Tuesday, November 07, 2017 1:00 am
Democrats to meet officials about tax plan
2 senators look for accord with Republicans
Ed O'Keefe | Washington Post
WASHINGTON – A group of Democratic senators is set to huddle with a top White House official to discuss potential changes to the Republican tax plan, according to people familiar with the meeting.
Marc Short, the White House director of legislative affairs, and Gary Cohn, director of the National Economic Council, are set to meet today with several Democrats, including Sens. Joe Manchin, W.Va., and Heidi Heitkamp, N.D., according to aides who spoke on the condition of anonymity to speak frankly about private meetings.

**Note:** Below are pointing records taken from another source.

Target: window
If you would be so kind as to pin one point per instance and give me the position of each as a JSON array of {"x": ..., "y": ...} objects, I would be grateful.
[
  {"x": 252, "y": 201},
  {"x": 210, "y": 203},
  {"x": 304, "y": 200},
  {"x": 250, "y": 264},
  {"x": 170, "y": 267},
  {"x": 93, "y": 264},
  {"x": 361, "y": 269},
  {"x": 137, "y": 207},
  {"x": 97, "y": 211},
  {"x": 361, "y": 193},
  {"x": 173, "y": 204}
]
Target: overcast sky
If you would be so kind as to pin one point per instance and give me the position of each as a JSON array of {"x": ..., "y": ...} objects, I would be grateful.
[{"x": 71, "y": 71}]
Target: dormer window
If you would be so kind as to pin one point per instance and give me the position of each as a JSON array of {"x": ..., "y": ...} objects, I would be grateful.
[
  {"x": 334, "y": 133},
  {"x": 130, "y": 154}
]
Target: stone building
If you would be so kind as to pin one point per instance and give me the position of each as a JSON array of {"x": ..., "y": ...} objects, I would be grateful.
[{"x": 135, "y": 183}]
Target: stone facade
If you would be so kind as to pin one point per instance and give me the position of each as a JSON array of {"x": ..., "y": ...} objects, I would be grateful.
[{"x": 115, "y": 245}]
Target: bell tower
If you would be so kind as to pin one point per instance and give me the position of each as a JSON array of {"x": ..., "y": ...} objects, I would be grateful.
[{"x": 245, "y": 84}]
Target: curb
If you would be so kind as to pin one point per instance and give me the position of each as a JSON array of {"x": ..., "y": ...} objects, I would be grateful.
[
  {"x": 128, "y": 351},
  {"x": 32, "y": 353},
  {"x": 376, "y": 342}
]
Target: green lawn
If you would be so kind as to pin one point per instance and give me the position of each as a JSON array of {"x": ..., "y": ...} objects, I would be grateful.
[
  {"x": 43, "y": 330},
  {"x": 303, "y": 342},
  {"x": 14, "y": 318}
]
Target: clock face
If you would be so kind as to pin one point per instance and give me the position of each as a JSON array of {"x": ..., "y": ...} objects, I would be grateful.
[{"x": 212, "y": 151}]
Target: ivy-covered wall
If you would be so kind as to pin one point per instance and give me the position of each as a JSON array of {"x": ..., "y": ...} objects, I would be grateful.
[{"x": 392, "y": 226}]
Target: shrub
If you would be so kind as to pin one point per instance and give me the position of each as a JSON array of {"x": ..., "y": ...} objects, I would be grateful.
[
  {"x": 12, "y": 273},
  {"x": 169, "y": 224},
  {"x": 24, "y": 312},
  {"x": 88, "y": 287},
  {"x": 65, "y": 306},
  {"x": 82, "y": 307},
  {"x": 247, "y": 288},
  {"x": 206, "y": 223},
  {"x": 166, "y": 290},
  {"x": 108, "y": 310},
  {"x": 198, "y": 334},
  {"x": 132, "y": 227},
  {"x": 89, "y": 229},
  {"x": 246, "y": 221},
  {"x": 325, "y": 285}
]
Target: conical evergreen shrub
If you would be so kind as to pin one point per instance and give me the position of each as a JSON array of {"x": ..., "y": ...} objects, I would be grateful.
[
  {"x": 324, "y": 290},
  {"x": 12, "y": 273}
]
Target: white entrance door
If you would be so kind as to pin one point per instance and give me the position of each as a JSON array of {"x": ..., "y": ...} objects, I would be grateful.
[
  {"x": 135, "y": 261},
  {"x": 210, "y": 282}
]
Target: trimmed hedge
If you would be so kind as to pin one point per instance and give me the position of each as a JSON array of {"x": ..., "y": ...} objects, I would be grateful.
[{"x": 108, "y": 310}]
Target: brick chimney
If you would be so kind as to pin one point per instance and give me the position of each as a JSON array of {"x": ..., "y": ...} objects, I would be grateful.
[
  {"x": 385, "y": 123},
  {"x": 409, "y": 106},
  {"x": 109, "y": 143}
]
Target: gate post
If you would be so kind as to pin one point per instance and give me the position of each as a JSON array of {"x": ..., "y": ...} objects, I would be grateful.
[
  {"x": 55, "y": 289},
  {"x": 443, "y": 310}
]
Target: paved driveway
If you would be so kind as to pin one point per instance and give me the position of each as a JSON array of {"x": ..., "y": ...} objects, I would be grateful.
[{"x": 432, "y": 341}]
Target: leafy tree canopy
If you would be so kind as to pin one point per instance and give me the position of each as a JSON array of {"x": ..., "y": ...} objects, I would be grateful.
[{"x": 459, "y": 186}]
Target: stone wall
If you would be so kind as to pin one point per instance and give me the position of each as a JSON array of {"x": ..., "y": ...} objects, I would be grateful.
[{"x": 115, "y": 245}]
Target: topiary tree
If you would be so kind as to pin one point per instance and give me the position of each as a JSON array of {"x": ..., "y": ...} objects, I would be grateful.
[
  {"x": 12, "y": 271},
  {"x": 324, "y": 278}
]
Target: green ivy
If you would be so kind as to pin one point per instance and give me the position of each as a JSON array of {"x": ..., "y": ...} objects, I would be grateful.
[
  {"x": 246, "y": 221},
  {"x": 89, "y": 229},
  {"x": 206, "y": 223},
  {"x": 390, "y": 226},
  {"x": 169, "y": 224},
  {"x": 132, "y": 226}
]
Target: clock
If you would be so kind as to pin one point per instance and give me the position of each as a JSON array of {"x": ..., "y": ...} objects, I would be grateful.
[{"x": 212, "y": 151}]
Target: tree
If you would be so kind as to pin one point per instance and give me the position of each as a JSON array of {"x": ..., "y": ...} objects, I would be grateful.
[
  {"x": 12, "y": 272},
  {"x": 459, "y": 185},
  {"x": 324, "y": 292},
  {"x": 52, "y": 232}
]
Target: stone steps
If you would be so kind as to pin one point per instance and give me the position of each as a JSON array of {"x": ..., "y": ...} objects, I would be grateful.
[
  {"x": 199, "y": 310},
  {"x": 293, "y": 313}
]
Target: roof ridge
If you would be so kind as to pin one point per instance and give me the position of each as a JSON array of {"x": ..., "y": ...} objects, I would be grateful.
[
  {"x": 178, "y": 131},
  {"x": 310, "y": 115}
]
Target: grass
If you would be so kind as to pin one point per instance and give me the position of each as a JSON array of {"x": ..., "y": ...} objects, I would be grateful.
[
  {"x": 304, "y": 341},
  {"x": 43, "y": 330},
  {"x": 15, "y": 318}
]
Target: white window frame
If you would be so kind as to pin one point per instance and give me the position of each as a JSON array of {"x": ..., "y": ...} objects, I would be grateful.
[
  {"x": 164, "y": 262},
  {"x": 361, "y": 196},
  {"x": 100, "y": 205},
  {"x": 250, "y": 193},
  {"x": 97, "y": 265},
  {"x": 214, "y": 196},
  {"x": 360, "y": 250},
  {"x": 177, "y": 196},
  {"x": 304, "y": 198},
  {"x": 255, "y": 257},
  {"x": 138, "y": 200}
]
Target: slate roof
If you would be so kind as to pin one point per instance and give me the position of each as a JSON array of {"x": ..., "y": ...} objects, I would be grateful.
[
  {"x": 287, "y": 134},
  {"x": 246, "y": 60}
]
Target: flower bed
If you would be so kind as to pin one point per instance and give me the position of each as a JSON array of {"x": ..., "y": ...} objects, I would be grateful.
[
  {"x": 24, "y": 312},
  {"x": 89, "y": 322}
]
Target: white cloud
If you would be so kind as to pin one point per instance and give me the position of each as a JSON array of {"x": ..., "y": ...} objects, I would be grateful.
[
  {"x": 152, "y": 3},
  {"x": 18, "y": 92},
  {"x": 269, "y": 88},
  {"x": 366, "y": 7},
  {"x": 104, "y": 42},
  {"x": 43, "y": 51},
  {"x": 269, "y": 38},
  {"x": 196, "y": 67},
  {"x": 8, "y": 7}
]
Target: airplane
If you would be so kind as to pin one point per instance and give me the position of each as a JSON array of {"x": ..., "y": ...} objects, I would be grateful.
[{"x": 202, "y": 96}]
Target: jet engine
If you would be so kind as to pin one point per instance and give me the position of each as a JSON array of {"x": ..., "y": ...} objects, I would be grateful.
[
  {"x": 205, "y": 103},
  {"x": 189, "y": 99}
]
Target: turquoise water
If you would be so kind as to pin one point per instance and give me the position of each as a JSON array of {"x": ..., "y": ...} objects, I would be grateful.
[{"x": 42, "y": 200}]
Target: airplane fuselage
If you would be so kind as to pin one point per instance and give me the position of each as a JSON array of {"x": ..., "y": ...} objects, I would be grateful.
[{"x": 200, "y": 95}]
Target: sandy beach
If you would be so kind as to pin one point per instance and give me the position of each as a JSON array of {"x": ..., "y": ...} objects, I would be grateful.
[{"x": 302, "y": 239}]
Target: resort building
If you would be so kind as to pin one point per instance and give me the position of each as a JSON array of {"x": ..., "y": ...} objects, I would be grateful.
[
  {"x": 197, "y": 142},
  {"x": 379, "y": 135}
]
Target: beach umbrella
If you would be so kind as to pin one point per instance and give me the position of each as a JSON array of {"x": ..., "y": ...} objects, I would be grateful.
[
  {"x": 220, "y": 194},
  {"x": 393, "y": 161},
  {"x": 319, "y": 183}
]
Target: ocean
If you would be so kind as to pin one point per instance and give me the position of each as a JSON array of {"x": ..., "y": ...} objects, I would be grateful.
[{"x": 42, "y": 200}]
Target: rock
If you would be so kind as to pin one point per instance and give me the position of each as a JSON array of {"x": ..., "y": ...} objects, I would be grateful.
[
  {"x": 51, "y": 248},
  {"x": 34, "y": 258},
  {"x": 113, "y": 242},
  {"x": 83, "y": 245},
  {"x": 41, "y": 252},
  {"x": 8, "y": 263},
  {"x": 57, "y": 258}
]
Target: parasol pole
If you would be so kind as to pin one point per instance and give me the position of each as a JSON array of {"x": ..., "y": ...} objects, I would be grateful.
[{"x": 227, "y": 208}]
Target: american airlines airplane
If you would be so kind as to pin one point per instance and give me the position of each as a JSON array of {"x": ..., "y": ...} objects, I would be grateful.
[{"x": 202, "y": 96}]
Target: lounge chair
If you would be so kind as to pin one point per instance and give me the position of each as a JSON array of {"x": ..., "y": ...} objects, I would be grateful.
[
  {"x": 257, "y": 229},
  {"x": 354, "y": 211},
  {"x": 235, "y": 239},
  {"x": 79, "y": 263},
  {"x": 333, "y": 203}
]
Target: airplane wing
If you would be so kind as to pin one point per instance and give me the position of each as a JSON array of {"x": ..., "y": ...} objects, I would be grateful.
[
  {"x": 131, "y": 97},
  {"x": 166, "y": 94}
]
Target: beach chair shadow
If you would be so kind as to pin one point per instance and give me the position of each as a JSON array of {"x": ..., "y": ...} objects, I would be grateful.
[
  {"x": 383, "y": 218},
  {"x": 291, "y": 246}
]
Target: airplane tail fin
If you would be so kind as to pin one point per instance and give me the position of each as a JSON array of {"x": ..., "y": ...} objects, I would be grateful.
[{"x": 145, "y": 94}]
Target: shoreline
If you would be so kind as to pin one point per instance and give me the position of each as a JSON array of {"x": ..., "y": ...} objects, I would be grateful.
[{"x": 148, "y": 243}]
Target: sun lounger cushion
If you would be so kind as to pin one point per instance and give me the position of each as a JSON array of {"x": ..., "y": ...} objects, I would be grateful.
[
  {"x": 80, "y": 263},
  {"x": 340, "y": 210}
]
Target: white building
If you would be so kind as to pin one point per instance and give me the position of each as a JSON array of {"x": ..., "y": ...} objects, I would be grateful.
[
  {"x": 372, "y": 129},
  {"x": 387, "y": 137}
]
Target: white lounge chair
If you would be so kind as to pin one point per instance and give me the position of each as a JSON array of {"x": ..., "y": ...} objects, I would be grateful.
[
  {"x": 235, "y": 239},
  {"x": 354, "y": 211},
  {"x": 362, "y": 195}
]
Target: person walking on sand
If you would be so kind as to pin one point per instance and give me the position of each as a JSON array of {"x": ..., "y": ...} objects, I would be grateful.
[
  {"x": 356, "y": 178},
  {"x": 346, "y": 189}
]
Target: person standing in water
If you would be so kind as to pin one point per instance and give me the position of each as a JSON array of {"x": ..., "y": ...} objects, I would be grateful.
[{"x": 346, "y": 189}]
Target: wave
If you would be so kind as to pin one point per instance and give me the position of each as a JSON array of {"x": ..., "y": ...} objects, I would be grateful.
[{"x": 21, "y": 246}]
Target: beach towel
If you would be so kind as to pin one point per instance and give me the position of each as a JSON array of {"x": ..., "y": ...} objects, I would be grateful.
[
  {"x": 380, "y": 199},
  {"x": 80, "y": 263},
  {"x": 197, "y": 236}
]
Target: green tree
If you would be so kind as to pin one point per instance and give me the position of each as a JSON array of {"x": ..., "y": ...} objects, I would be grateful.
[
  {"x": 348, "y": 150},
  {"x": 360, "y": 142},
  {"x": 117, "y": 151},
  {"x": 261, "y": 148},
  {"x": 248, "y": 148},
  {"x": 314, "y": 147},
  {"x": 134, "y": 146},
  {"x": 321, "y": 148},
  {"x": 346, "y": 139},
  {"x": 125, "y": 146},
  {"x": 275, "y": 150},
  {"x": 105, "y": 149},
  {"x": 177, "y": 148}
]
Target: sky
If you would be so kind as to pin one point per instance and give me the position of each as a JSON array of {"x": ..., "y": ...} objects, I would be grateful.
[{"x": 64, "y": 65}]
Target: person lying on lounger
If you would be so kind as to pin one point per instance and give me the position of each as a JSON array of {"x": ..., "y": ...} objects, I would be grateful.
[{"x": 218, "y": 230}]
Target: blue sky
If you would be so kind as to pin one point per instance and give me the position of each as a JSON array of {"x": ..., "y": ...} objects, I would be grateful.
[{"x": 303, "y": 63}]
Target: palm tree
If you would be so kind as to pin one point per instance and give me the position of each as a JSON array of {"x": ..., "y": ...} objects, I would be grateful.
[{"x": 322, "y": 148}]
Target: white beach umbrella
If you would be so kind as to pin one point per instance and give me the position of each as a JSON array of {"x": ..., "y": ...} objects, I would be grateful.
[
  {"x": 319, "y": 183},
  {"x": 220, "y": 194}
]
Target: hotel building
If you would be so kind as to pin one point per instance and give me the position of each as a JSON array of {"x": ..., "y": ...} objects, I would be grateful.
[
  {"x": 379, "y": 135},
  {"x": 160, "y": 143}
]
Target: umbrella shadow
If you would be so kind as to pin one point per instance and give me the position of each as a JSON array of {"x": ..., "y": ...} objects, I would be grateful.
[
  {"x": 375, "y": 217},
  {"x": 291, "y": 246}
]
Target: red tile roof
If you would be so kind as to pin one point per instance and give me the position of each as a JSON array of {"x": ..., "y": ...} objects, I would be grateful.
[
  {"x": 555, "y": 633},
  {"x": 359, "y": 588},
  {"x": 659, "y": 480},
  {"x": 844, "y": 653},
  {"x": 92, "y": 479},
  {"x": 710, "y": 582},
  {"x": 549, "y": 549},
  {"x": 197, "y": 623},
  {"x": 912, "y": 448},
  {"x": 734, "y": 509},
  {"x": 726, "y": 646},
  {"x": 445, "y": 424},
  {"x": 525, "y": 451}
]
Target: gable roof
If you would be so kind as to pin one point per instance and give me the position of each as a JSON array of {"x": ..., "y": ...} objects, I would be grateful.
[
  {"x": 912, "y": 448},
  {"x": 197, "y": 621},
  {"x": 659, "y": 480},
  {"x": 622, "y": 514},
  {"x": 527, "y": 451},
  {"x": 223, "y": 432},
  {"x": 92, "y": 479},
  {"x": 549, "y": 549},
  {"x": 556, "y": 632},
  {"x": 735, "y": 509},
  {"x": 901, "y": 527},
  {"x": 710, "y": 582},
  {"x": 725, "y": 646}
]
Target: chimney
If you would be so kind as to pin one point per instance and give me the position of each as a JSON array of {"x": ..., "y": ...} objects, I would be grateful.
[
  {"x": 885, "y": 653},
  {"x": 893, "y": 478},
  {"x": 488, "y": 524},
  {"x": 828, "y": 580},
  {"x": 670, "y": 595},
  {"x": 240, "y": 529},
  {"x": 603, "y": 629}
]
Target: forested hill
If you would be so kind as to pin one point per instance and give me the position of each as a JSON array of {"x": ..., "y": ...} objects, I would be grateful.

What, if any, substantive change to the emerging proposals might come out of the meeting is unclear –but it will allow the White House and the moderate Democrats to claim they're at least trying to forge bipartisan consensus.
Manchin and Heitkamp are among 25 Democratic senators facing re-election next year, as well as among the 10 running for office in states that President Donald Trump won handily.
So far, Republicans have completely controlled debate over what is now their marquee legislative goal, understanding that failure to enact changes to the nation's tax code this year could spell doom for GOP congressional incumbents at the ballot box next year.
Despite being shut out of the talks on taxes, several Democrats have insisted they are willing and eager to reach accord with Republicans.
That's why the White House has made cautious but calculated outreach to Manchin, Heitkamp and Sens. Jon Tester, D-Mont., and Joe Donnelly, D-Ind. Heitkamp and Donnelly even flew aboard Air Force One and appeared with Trump at tax cut rallies, where he needled them in front of supportive crowds, hoping they will sign on to GOP proposals.
Manchin has also huddled with Vice President Mike Pence about potential lines of agreement. The outreach continued a few weeks later over dinner at the White House with Trump and other Democrats.
At a more recent White House dinner, Sen. Sherrod Brown, D-Ohio, presented Trump with two proposed tax bills. One would expand access to the Earned Income Tax Credit and the Child Tax Credit, while the other would give tax credits to companies that pay workers at least $15 an hour and offer health-care and retirement benefits.